1 Kasım seçimlerine sayılı günler kala siyasi partiler seçim beyannamelerini açıkladı. Seçim Beyannamesi kavramı, dünyanın her yerinde aynı zamanda bir eylem planı içeriği de taşır. Yani en geniş kitleler tarafından onay alarak hükümet olunması halinde, memleketi hangi temel Saiklerle yöneteceğinin, neyin öncelikli olarak hayata geçirileceğinin de taahhütnamesidir aynı zamanda. Ancak her zaman bu taahhütler yazıldığı gibi okunmaz. Çünkü her seçim öncesi tüm partiler açısından en çok vaatlerin yapıldığı toplumsal kesim yoksullar olmasına rağmen, her seçim sonrası kurulan hükümetlerde kazananın sermaye sınıfı olduğu aşikârdır. Peki, sermaye sınıfının ekonomik-politik çıkarlarını emir telaki eden düzen partileri neden seçim beyannamelerinde yoksullardan, halktan yana olduklarına ikna edebilmek için kırk takla atarlar? Neden iktidarı – muhalefeti hiç biri, çoğu kez asgari ücretin rakamını bile bilmedikleri durumları unutarak, “Asgari ücrette en çok artışı ben yapacağım” diye sıra yarışına koyulurlar. Neden mi? Çünkü bu ülkede yoksullar milyonlar, sermaye sınıfı ise bir avuç. Ve milyonların rızası alınmadan hiçbir sistem varlığını sürdüremez. Bu nedenle düzen siyasetçileri için temel mesele “Al yoksulun Oy’unu, Sürsün Sömürü Oyunu” cümlesi ile özdeşleşir. Ve Kaynakları talan edenler, Asgari Ücrete kaynak arama yalanları ile bir seçimi daha vaatlere meze ederler.
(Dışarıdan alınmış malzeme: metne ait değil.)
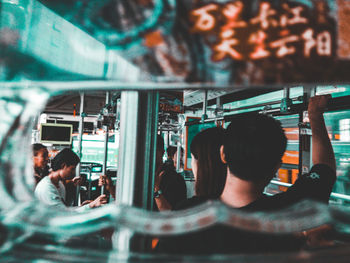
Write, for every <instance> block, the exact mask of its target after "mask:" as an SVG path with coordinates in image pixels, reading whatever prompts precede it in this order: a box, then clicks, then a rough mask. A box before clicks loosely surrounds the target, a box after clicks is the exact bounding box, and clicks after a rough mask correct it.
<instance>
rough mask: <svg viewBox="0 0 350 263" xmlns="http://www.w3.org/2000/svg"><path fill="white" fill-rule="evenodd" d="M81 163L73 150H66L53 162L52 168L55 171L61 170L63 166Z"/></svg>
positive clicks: (54, 158) (59, 154)
mask: <svg viewBox="0 0 350 263" xmlns="http://www.w3.org/2000/svg"><path fill="white" fill-rule="evenodd" d="M79 162H80V159H79V157H78V155H76V154H75V153H74V152H73V151H72V150H71V149H68V148H65V149H63V150H62V151H60V152H59V153H58V154H57V155H56V156H55V158H53V159H52V161H51V168H52V170H54V171H57V170H60V169H61V168H62V165H63V164H65V165H67V166H71V165H77V164H78V163H79Z"/></svg>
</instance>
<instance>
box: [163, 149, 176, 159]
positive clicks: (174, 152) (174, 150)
mask: <svg viewBox="0 0 350 263" xmlns="http://www.w3.org/2000/svg"><path fill="white" fill-rule="evenodd" d="M176 151H177V147H175V146H169V147H168V149H166V153H167V156H168V158H169V159H172V160H174V156H175V153H176Z"/></svg>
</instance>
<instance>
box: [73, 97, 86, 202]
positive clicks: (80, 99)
mask: <svg viewBox="0 0 350 263" xmlns="http://www.w3.org/2000/svg"><path fill="white" fill-rule="evenodd" d="M84 104H85V94H84V93H83V92H81V93H80V111H79V113H80V118H79V137H78V156H79V158H80V160H81V158H82V144H83V130H84V116H85V113H84V106H85V105H84ZM76 171H77V172H76V174H77V175H78V176H80V171H81V164H80V163H78V165H77V168H76ZM74 205H75V206H77V205H80V184H78V185H77V189H76V195H75V200H74Z"/></svg>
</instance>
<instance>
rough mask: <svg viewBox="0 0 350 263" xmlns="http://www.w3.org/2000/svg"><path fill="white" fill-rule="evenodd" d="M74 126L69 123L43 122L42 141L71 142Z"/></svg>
mask: <svg viewBox="0 0 350 263" xmlns="http://www.w3.org/2000/svg"><path fill="white" fill-rule="evenodd" d="M72 129H73V126H72V125H69V124H54V123H43V124H41V129H40V142H42V143H51V144H71V143H72Z"/></svg>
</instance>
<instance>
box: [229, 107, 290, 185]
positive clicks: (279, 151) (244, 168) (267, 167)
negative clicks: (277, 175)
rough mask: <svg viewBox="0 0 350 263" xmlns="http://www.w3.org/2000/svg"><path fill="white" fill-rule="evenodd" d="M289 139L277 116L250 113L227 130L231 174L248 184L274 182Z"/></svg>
mask: <svg viewBox="0 0 350 263" xmlns="http://www.w3.org/2000/svg"><path fill="white" fill-rule="evenodd" d="M286 145H287V138H286V136H285V134H284V131H283V129H282V127H281V123H280V122H279V121H278V120H276V119H274V118H273V117H270V116H267V115H263V114H258V113H249V114H244V115H240V116H237V117H235V118H234V119H232V122H231V123H230V125H229V126H228V127H227V129H226V135H225V140H224V153H225V159H226V162H227V165H228V167H229V169H230V172H231V173H233V174H234V175H235V176H237V177H238V178H240V179H243V180H247V181H255V182H258V181H262V180H265V181H266V180H268V179H272V177H273V176H274V174H273V173H274V171H275V168H276V166H277V165H278V163H279V162H280V161H281V159H282V156H283V154H284V152H285V150H286Z"/></svg>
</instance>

Ancak her seçim dönemlerinde esası gizleyerek, havada uçuşan ve toplumda tartışılan Ekonomi, insan hakları, Emekliye Zam gibi klişeleşmiş vaatlerin bu seçim döneminde ana gündemler olamayacağı çok açık. Örneğin Asgari Ücret tartışması da bir önceki seçim gibi gündem olamadı. Çünkü tarihsel olarak nadir karşılaşılan, köklü ve esası etkileyen bir seçimle yüz yüzeyiz. “Vizyoner ve Öncü Ülke” başlığı altında seçim startı veren iktidar partisi AKP, beyannamesinde ne kadar çok barış, kardeşlik, kamu düzeni, insan hakkı kelimelerini kullansa da, bunları bir şov edasıyla açıkladığı gün, Şırnak sokaklarında bir insanın boynuna bağlanan “kamu” ipi ile sokak ortasında sürüklendiğini gördük. AKP için her evrensel kavramın sürüklendiği yol hiç kuşku yok ki, Sarayın Saltanatı için savaşa çıkıyor. Yeniden Seçim Beyannamesine koyduğu “Başkanlık Sistemi” için çok vurguladığı “sandıkta millet iradesi” nden onay alamayınca, kanlı bir savaşla “Başkan” olmayı tercih ettiğini “400 vekil, Huzurlu Bitsin” cümleleri ile alenen ilan etmiş oldu. Ve hiç beis yok ki sürüklendiğimiz savaş, halkları birbirine düşmanlaştırmayı hedef almaktadır. Türkleri, Kürtlere, Kürtleri, Türklere düşman etmenin tohumları Özel Harekâtçılar eliyle Fırat’ın Doğusuna ekilirken, Batıda ise Osmanlı Ocaklarının megafonları ile “Vurun Kürde” nidaları attırılmaya çalışılıyor. Ancak dün nasıl ki yanlış hesap Bağdat’tan dönmüş ise, Bugün de yanlış hesap Halkların Kardeşliği için “Güler” yüzlü “Aziz” gençlerin mücadelesinden dönecek.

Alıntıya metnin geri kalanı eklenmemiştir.